DR. GOLDSMITH'S WORKS.
(Londres enero de 1833.)
¿Ves cual brilla a lo lejos, oh Ermitaño,
la antorcha hospitalaria,
que alumbra estos lugares del engaño,
y reina en la espesura solitaria?
Pues ven, guía mis pasos mal seguros,
y a la clara lumbrera
dirijámonos ambos; esos muros
nos ofrecen morada placentera.
«La juventud es siempre confiada,
y falta de experiencia,
(responde el morador de la cañada)
no te fíes jamás en la apariencia.
Esa mansión, oh joven, que allí vemos
palacio es de un potente;
no imprudentes a él nos acerquemos;
jamás prestara asilo al indigente.
Ven más bien a mi albergue; si mis dones
son pobres cual su dueño,
en mi choza hallarás consolaciones,
y hoy mi rostro por ti estará risueño.
Mis rebaños no cubren la pradera;
soy pobre pero justo,
me irritaría aquel que me oprimiera,
y en oprimir al pobre no hallo gusto.
No encontrarás manjares deliciosos
en mi triste morada,
pero ven, que quizás serán sabrosos
en medio esta espesura abandonada.
Frutas silvestres, yerbas recogidas
en el monte vecino
forman siempre mi mesa, solo unidas
al agua del arroyo cristalino.
No tengas pues temor, oh solitario,
Dios es sabio y clemente;
para vivir muy poco es necesario,
y eso poco un instante solamente».
Así habló el Ermitaño, y arrastrado
el tierno caminante
por su acento sencillo y elevado,
le acompaña con plácido semblante.
En lo interior del bosque está encubierta
la choza reducida,
llegan allí por fin, abren la puerta,
y contra la intemperie hallan guarida.
Y en la hora nocturna que al reposo
consagra el campesino,
festejando a su huésped caviloso,
el Ermitaño cuida que arda el pino.
Y a su lado sentándole, le ofrece
sus sencillos manjares,
le mira, y en su rostro le parece
la huella contemplar de los pesares.
Compadecido busca en su memoria
medio de distraerle,
y con ternura nárrale una historia
que él se esfuerza a escuchar por complacerle.
Pero no puede más el extranjero,
escápasele el llanto,
y suspirando el triste compañero,
«¡tan joven y te oprime ya el quebranto!»
«¿Causa aquesta mansión tu desconsuelo?
¿Extrañas la grandeza?
¿O de amistad antigua el grato anhelo,
o del amor te oprime la crudeza?
¡Infeliz!
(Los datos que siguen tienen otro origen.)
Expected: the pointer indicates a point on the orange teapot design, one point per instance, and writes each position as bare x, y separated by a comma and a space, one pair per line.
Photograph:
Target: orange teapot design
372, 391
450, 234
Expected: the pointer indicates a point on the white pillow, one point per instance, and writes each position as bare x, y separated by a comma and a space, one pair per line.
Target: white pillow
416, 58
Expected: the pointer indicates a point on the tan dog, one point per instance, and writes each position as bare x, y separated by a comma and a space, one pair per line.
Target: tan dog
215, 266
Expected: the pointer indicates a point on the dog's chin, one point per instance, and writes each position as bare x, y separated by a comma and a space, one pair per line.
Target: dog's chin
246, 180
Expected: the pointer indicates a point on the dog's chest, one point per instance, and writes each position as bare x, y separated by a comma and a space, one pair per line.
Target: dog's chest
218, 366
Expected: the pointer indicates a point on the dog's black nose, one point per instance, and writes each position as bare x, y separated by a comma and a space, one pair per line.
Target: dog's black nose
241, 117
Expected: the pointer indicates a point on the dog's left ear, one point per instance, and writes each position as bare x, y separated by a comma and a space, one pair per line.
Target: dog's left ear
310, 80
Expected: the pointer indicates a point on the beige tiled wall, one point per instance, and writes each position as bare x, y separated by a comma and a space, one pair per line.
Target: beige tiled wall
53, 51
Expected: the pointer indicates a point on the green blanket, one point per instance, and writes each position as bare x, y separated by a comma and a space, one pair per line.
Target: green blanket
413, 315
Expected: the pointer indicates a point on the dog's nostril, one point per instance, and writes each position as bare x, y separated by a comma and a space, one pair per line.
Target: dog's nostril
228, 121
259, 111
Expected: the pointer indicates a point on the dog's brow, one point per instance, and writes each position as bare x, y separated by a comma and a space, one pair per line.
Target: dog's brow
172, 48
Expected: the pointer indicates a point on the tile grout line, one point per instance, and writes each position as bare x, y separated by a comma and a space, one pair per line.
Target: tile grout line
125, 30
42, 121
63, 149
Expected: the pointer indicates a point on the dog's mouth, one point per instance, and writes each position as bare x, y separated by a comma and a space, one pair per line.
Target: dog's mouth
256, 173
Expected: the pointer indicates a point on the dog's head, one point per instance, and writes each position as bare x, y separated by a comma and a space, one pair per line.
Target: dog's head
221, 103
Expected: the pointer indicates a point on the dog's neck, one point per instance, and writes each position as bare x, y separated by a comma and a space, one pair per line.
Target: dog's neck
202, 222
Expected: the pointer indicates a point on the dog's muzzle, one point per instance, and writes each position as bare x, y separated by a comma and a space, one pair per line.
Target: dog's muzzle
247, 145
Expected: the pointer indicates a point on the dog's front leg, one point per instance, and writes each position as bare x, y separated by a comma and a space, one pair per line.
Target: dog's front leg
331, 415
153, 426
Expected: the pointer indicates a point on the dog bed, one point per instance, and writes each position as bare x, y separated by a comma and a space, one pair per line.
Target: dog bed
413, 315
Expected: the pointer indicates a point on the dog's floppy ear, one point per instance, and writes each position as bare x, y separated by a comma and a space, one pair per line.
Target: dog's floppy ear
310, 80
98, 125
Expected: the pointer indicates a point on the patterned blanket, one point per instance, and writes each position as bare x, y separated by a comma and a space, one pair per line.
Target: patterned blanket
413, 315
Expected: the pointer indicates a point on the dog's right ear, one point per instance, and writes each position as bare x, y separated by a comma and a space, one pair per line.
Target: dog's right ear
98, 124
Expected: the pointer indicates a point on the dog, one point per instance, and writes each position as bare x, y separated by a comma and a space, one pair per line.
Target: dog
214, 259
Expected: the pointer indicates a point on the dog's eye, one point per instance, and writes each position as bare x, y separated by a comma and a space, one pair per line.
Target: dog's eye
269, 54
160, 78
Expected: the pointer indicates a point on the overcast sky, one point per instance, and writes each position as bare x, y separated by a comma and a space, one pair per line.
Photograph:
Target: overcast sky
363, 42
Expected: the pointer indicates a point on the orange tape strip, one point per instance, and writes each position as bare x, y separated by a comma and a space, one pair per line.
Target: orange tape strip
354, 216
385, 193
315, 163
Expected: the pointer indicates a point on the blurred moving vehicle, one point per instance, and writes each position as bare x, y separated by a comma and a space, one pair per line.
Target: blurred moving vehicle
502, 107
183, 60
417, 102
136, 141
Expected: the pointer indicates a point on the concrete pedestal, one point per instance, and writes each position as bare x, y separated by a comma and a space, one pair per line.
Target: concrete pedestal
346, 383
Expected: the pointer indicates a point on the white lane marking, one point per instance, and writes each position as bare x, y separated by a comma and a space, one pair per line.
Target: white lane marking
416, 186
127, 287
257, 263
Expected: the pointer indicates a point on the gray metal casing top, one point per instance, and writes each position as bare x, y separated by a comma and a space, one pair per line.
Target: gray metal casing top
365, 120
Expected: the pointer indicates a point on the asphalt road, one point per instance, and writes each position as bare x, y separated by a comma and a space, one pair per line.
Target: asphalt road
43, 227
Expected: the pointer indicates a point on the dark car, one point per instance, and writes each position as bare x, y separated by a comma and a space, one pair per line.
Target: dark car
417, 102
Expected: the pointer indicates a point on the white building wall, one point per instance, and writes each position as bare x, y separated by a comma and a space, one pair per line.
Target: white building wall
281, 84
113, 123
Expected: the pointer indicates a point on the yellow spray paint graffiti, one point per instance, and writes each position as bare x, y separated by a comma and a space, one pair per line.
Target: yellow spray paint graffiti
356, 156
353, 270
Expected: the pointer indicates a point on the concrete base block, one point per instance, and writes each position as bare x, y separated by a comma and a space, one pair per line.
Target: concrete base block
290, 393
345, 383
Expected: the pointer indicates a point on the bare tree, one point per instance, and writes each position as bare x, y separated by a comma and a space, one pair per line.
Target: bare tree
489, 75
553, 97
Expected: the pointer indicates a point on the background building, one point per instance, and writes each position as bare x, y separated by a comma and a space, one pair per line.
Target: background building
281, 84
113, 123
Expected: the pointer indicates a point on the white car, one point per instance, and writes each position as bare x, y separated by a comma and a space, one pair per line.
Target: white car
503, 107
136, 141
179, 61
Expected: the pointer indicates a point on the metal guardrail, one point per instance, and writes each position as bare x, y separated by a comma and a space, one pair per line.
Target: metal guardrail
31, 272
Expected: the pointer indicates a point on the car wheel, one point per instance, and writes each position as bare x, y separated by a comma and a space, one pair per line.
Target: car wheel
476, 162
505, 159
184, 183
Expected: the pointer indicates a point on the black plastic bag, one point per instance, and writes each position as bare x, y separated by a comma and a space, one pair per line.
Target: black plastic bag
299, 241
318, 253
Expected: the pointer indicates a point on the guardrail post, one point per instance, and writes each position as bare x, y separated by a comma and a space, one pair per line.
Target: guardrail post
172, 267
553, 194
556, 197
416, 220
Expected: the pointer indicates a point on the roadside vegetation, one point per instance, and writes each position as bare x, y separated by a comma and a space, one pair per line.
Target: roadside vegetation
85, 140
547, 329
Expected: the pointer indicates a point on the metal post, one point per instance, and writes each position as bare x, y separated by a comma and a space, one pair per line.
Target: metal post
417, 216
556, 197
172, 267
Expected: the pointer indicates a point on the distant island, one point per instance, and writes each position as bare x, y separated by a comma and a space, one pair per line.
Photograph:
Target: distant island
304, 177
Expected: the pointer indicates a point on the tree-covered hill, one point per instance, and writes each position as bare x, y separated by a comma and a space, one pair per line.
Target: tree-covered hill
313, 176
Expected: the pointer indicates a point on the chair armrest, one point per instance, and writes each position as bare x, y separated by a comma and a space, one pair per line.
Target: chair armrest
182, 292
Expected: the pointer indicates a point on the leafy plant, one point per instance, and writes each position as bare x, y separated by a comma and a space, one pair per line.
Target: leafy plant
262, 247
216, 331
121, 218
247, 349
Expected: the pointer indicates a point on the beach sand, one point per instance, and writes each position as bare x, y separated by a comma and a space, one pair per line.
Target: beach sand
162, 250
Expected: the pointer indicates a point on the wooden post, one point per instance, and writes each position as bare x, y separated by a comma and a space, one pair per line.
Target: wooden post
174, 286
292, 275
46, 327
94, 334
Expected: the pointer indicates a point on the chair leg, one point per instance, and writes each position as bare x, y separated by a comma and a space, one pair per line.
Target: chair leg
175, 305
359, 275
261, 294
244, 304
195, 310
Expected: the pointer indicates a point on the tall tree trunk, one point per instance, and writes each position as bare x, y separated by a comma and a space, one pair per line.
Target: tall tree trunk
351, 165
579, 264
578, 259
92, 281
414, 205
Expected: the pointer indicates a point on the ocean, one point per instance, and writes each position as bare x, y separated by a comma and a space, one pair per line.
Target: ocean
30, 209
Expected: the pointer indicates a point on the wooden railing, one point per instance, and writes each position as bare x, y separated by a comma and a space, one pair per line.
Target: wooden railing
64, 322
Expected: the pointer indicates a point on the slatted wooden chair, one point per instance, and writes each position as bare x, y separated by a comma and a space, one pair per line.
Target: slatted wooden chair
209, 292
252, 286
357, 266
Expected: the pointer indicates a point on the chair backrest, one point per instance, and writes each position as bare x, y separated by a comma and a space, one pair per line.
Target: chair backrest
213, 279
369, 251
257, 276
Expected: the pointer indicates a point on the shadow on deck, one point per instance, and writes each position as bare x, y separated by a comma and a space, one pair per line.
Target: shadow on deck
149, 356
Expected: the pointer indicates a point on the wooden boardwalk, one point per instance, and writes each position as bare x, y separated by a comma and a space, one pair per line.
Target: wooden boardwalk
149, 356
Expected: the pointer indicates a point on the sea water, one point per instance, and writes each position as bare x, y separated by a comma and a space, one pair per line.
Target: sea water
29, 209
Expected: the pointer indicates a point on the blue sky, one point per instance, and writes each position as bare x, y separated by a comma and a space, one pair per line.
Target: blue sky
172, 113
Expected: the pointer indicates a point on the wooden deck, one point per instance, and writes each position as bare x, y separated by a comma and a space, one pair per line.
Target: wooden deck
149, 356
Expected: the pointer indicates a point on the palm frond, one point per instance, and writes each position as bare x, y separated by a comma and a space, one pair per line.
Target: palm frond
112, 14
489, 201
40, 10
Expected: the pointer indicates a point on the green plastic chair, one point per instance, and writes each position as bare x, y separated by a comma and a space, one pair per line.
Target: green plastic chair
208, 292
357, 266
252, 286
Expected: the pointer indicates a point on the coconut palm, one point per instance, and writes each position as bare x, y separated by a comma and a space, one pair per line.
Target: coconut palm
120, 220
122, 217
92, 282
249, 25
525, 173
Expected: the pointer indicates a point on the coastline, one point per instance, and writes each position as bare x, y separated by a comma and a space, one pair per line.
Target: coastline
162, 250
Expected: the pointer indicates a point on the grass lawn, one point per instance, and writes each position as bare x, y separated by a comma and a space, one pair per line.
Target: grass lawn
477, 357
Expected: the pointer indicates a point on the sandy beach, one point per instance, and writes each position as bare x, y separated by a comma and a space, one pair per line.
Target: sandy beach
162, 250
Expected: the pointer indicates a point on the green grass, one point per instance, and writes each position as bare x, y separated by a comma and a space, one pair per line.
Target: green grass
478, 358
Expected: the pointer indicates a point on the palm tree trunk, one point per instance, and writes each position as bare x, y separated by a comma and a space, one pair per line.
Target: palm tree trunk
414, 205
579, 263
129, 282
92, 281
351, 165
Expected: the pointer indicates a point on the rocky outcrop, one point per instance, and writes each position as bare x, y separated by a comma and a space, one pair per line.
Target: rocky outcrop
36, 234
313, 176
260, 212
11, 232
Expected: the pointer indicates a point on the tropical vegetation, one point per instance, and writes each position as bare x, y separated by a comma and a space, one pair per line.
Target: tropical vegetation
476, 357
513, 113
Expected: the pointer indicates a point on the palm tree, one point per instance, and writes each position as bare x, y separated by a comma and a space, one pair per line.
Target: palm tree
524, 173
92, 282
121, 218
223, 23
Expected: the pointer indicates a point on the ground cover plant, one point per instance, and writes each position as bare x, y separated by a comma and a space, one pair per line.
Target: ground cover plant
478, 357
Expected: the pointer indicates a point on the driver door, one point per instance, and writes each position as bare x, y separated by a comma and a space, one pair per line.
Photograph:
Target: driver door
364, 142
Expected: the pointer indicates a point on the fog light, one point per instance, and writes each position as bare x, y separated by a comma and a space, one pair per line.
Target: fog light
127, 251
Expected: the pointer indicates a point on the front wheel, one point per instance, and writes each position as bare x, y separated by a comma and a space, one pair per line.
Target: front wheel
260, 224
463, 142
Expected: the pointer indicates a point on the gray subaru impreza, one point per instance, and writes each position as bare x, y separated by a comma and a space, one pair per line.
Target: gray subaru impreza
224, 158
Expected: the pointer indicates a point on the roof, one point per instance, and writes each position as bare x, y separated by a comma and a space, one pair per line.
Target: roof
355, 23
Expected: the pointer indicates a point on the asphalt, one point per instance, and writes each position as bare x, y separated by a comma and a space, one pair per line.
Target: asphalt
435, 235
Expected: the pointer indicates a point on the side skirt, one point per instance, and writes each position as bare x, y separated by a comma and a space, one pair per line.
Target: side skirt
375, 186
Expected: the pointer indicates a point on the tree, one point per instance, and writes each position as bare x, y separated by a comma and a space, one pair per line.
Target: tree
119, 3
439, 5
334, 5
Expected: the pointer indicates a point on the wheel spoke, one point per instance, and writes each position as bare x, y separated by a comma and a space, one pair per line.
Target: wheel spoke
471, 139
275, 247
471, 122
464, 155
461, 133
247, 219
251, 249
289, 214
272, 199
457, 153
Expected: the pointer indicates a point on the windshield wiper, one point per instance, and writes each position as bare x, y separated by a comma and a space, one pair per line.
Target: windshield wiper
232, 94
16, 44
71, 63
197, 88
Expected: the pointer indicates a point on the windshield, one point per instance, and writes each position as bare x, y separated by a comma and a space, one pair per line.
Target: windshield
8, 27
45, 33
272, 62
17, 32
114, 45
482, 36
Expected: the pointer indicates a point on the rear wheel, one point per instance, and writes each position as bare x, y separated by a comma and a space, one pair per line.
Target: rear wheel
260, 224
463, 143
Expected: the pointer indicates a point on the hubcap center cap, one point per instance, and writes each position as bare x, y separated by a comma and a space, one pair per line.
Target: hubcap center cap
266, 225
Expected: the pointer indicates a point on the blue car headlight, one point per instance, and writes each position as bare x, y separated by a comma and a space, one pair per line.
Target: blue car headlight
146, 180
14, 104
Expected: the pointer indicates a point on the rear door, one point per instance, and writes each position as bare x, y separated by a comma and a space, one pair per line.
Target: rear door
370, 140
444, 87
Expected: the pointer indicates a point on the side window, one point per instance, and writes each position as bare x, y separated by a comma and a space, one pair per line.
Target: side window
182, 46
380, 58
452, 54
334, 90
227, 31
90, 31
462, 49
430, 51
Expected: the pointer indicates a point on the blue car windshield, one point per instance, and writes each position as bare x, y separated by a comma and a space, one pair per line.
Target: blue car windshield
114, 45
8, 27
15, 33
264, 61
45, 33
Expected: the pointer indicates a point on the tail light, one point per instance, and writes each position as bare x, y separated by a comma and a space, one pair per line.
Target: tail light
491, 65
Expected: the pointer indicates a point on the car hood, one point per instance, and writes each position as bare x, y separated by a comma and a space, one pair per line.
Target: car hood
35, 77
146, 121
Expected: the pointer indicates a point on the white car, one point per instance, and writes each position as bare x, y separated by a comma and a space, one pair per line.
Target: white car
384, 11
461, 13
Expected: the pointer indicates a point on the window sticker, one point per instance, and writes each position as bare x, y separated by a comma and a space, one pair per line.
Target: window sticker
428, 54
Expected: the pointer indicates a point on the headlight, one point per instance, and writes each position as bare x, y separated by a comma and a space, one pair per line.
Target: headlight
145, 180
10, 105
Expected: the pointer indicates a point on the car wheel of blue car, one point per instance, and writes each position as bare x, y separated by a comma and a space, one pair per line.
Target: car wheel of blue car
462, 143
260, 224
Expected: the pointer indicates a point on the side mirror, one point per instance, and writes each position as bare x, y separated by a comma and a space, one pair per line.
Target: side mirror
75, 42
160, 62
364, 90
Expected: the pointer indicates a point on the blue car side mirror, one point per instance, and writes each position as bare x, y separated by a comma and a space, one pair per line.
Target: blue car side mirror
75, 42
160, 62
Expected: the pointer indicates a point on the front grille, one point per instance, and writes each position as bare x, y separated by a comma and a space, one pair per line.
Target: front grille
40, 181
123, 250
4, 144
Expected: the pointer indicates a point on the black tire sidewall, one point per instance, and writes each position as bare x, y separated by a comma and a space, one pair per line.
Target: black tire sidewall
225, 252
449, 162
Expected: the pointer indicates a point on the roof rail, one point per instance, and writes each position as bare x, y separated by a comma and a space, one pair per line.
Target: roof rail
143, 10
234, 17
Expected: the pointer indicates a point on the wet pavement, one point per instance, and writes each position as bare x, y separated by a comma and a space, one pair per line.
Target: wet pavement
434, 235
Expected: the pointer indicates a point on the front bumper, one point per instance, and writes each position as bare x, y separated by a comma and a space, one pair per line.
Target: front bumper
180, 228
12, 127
El que busca la fortuna
va en pos de su ruina,
el goce que ella da pronto importuna,
y con ella el dolor siempre camina.
La amistad, cual un sueño deleitoso,
nuestro pecho enajena;
poco dura el engaño; el más dichoso
ve convertirse el bien en llanto y pena.
Si es el amor, el mundo no conoce
más que su vano nombre;
tras él la juventud corre veloce,
cual tras el juego en su niñez el hombre.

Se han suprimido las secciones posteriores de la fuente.